Keras makes implementing lasso regression with neural network models straightforward. The regularizers package in Keras has a method that we can call, named l1, in the layers of our neural network. This will apply penalty terms to the weights in the layers which will help prevent overfitting.

Typically, lasso regression sends insignificant feature weights to zero, allowing the model to include the most important features for making accurate predictions. Let’s import the regularizer package from Keras:

from tensorflow.keras import regularizers

Next, let’s define a new model object, which we will call model_lasso.

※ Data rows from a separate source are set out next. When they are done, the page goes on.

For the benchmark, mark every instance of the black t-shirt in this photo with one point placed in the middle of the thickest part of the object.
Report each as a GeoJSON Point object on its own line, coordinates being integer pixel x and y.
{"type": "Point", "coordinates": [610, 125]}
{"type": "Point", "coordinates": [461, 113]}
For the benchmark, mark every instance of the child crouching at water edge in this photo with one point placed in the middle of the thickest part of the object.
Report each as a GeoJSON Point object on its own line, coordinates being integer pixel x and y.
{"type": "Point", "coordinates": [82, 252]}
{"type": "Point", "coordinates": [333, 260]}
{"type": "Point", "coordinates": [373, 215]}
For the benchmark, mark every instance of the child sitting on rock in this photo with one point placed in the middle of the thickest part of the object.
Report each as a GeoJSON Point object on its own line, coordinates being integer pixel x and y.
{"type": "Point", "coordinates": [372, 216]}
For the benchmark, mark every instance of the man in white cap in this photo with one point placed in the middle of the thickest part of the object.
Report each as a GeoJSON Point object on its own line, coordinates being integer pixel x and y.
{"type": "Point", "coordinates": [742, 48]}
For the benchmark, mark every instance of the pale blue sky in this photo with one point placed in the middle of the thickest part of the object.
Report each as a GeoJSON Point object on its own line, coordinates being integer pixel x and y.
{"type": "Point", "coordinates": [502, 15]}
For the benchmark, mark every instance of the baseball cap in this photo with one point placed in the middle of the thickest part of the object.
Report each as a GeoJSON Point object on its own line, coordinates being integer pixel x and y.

model_lasso = Sequential()

In the input layer, we will pass in a value for the kernel_regularizer using the l1 method from the regularizers package:

model_lasso.add(Dense(len(cols),input_shape=(len(cols),), 
kernel_initializer='normal', activation='relu', kernel_regularizer = 
regularizers.l1(1e-6)))

The next few lines of code are identical to our initial neural network model. The only difference is we are work with the model object model_lasso, instead of model:

model_lasso.add(Dense(32, activation='relu'))
model_lasso.add(Dense(32, activation='relu'))
model_lasso.add(Dense(1, activation='sigmoid'))
model_lasso.compile(optimizer = 'adam',loss='binary_crossentropy', 
metrics =['accuracy'])
model_lasso.fit(X_train, y_train,epochs =20)

y_pred = model_lasso.predict(X_test)
y_pred = np.where(y_pred > 0.5, 1, 0)
print("Accuracy With Lasso: ", accuracy_score(y_pred, y_test))

Lasso regression is a great option if you have many features in your model that do not contribute positively to performance. For that reason, it’s useful as a feature selection tool.

Ridge Regression (L2)

Apply ridge regression to neural network models is also easy in Keras. Similar to the lasso method, we simply need to call a method name l2 in the layers of our neural network. The difference between lasso and ridge is that the former tends to discard insignificant values altogether, whereas ridge simply decreases the magnitude of the weights in our neural network across all features. Let’s define a new model object called model_ridge:

model_ridge = Sequential()

And in the input layer, we will use the l2 method:

model_ridge.add(Dense(len(cols),input_shape=(len(cols),), 
kernel_initializer='normal', activation='relu', kernel_regularizer = 
regularizers.l2(1e-6)))

The rest is similar to what we did above:

model_ridge.add(Dense(32, activation='relu'))
model_ridge.add(Dense(32, activation='relu'))
model_ridge.add(Dense(1, activation='sigmoid'))
model_ridge.compile(optimizer = 'adam',loss='binary_crossentropy', metrics =['accuracy'])
model_ridge.fit(X_train, y_train,epochs =20)

y_pred = model_lasso.predict(X_test)
y_pred = np.where(y_pred > 0.5, 1, 0)
print("Accuracy With Ridge: ", accuracy_score(y_pred, y_test))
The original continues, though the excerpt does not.